Reporter: Dina Mirayanti Hutauruk | Editor: Handoyo .
KONTAN.CO.ID - JAKARTA. Banyak kasus suap terjadi dalam pengembangan proyek-proyek properti. Teranyar, publik dikejutkan dengan ditangkapnya Bupati Bekasi Neneng Hasanah Yasin dalam Operasi Tangkap Tangan (OTT) Komisi Pemberantasan Korupsi (KPK) kasus suap perizinan mega proyek Meikarta di Cikarang, Bekasi, Jawa Barat.
Kasus tersebut juga melibatkan Direktur Operasional Lippo Group, Billy Sindoro serta Kepala Dinas PUPR Pemkab Bekasi, Jamaludi. Lalu apa yang menyebabkan bisnis properti ini rawan jadi ladang korupsi?
Sekretaris Jenderal DPP Real Estate Indonesia (REI), Totok Lusida mengatakan, banyaknya kasus-kasus suap yang melibatkan pengembang karena sistem perizinan yang sangat complicated alias ruwet. "Pengusaha butuh kepastian, tetapi regulator tidak bisa memberikan kepastian itu karena sistemnya tersebut," jelasnya kepada Kontan.co.id, Rabu (24/10).
Menurut Totok, perizinanan pengembangan proyek properti yang paling complicated ada di proyek highrise building. Pembangunan proyek-proyek seperti apartemen dan gedung bertingkat lainnya membutuhkan proses perizinan yangpanjang dan berbelit-belit.
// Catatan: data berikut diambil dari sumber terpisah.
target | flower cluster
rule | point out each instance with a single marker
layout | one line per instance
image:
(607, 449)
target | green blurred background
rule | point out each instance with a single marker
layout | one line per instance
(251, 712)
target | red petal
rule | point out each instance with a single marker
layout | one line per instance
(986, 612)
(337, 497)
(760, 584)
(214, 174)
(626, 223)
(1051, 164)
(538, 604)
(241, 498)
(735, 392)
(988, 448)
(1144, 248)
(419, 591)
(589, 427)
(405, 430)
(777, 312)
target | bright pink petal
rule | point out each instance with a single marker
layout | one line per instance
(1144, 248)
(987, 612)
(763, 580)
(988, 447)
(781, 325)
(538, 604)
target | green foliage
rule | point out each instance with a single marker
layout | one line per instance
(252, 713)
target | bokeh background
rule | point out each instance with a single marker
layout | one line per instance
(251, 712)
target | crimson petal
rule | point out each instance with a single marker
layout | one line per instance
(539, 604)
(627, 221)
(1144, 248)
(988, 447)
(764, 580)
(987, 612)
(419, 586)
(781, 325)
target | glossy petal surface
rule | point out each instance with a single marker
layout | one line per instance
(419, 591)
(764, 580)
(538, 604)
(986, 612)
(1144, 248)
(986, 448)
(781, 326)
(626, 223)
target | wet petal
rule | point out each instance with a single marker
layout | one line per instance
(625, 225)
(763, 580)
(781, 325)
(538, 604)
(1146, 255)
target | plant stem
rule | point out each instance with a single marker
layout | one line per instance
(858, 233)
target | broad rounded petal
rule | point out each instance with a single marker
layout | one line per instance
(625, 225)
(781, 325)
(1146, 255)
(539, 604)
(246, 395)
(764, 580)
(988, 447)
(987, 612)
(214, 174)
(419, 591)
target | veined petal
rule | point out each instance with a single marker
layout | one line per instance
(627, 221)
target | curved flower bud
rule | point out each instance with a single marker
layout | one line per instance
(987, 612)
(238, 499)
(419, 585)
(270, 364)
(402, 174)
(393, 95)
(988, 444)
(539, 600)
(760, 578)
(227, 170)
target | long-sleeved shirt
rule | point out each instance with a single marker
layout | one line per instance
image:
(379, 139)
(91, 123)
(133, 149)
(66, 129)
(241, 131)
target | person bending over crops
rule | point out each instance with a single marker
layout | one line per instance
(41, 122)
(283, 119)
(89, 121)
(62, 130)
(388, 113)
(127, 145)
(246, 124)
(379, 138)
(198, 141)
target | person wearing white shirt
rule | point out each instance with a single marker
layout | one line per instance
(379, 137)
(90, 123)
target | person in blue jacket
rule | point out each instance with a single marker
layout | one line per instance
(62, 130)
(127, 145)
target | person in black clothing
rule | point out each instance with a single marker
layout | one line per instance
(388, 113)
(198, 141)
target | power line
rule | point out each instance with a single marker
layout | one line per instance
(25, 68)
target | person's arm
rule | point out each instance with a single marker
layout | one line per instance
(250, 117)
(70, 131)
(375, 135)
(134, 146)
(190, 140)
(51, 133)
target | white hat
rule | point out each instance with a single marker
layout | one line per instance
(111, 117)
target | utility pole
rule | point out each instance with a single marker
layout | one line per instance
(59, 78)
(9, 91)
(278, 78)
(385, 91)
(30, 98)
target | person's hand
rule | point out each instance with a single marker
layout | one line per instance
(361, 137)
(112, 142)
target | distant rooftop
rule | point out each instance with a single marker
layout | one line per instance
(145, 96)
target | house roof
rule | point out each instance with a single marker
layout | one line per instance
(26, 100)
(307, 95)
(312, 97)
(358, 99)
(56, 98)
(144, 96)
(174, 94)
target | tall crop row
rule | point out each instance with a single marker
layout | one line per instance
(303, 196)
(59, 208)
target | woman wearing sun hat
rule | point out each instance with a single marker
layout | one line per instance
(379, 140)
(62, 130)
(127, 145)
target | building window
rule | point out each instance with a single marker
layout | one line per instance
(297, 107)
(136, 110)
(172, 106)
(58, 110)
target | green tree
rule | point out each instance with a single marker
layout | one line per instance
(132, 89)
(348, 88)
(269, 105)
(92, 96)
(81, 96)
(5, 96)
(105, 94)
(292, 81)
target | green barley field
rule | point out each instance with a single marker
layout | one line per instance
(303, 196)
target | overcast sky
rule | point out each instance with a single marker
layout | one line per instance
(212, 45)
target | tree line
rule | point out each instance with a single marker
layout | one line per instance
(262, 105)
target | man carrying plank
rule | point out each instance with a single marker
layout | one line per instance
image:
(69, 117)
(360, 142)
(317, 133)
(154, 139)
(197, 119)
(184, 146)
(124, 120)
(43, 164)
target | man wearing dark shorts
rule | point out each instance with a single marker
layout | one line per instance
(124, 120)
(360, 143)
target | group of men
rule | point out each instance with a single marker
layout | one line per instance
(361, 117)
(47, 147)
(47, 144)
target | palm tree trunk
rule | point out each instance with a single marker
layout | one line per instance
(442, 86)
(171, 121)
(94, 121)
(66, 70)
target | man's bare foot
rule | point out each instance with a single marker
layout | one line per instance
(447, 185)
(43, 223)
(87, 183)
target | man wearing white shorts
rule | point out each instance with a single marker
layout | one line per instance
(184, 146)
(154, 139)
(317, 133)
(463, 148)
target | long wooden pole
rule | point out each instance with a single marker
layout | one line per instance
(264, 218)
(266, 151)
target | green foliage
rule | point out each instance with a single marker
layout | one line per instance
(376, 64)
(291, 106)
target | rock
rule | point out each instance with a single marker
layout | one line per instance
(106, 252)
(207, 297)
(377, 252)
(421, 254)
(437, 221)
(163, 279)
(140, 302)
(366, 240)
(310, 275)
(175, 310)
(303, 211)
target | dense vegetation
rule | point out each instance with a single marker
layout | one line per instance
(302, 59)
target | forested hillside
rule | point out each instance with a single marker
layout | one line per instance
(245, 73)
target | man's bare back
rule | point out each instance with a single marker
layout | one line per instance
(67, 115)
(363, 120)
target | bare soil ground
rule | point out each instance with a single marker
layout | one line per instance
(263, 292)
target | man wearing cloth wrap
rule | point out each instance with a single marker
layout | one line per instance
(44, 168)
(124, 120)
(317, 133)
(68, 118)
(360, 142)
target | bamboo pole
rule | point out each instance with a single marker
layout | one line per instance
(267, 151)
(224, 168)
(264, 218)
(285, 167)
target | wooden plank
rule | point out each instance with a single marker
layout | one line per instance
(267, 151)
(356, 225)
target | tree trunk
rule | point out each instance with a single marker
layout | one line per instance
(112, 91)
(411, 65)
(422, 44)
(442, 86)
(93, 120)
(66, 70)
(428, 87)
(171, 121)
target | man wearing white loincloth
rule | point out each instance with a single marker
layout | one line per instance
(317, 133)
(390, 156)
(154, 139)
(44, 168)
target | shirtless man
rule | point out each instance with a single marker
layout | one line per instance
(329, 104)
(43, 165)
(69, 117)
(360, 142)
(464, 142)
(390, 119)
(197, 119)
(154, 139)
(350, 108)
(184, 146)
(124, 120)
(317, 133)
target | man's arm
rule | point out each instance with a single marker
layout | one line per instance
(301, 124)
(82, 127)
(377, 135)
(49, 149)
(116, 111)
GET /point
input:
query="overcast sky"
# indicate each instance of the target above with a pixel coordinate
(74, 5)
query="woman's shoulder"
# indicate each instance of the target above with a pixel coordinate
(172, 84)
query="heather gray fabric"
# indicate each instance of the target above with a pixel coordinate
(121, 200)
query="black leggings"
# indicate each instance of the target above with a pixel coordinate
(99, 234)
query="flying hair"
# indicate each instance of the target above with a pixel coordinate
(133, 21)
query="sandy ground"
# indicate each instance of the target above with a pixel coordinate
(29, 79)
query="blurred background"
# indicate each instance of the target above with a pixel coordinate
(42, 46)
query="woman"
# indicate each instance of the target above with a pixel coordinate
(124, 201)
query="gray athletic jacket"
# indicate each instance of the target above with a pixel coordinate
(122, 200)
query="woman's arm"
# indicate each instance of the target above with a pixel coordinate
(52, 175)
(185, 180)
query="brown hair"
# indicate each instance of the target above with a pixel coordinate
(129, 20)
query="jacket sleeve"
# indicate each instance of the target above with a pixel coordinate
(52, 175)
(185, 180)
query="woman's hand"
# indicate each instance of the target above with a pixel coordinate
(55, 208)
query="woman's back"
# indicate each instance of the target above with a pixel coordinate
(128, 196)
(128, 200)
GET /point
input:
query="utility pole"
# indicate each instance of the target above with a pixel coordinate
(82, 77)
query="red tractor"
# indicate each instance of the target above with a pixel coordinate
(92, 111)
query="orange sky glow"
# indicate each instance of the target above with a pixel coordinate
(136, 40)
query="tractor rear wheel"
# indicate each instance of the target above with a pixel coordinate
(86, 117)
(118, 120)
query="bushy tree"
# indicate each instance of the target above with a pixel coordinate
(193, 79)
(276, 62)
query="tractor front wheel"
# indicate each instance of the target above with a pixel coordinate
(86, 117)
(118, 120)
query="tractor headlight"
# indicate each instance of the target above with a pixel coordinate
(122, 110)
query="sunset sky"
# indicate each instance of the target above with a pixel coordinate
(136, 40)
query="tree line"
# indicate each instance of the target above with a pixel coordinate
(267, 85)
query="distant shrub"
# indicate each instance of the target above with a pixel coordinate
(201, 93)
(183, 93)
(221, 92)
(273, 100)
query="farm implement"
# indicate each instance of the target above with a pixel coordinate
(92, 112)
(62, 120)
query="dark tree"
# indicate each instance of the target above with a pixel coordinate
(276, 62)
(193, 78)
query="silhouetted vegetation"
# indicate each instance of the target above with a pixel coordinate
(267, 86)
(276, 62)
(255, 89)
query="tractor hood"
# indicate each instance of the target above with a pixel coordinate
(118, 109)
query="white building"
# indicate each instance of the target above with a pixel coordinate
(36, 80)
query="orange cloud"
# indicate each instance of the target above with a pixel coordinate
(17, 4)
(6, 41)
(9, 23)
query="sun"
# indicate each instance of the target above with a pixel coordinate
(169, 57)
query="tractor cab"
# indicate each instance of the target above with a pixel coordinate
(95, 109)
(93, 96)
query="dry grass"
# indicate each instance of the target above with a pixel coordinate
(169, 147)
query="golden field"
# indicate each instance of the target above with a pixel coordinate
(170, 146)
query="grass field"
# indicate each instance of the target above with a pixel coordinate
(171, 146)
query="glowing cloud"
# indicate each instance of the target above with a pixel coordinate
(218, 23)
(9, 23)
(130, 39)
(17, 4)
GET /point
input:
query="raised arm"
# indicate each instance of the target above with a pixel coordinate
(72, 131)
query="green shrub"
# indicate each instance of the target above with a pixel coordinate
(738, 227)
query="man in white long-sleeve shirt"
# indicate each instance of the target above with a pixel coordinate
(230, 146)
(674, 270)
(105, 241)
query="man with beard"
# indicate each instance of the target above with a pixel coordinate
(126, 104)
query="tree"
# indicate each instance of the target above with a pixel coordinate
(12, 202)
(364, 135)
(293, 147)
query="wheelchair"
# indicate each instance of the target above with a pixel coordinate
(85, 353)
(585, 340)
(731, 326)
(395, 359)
Totok berharap sistem perizinan online terpadu atau submission system (OSS) yang diluncutkan oleh pemerintah pusat bisa mengurangi kasus-kasus suap. Sistem ini akan menghidari tatap muka antara pemohon izin dan regulator sehingga mencegah terjadinya praktik korupsi.
"OSS memang baru dibentuk dan kesiapan pelaksaaannya baru sekitar 80%. Dua bulan ke depan sudah full terlaksana. Ini belum 100% karena memang ada daerah yang memiliki karakteristik yang berbeda-beda sehingga mereka minta dilakukan perbedaan persyarakatan. Jika dua bulan lagi sudah full terealisasi maka pejabat tidak akan ketemu lagi dengan pengembang," jelas Totok.
Memang setelah OSS tersebut diterapkan penuh, masih akan ada tatap muka antara jasa konsultan dengan pemerintah seperti kosultan arsitek, amdal lalin dan lain-lain. Totok mengatakan, konsultan - konsultan ini perlu disederhanakan agar proses perizinan itu bisa lebih ringkas.
"Kalau suatu wilayah sudah ditentukan sebagai wilayah rumah susun atau mall, pasti sudah dikaji dulu oleh pemda setempat sebelumnya dan untuk mengkaji itu pasti sudah dikeluarkan fee jasa konsultan yang berasal dari APBD. Nah selanjutnya tidak perlu lalgi ada konsultan Amdal-lalin jika gedung akan dibangun. Tinggal dikeluarkan aja izinnya bahwa area itu sudah memenuhi untuk komersial misalnya dan pengembang tinggal membayar ke negara biaya konsultan yang dulu sudah dikeluarkan pemda," jelas Totok mencontohkan.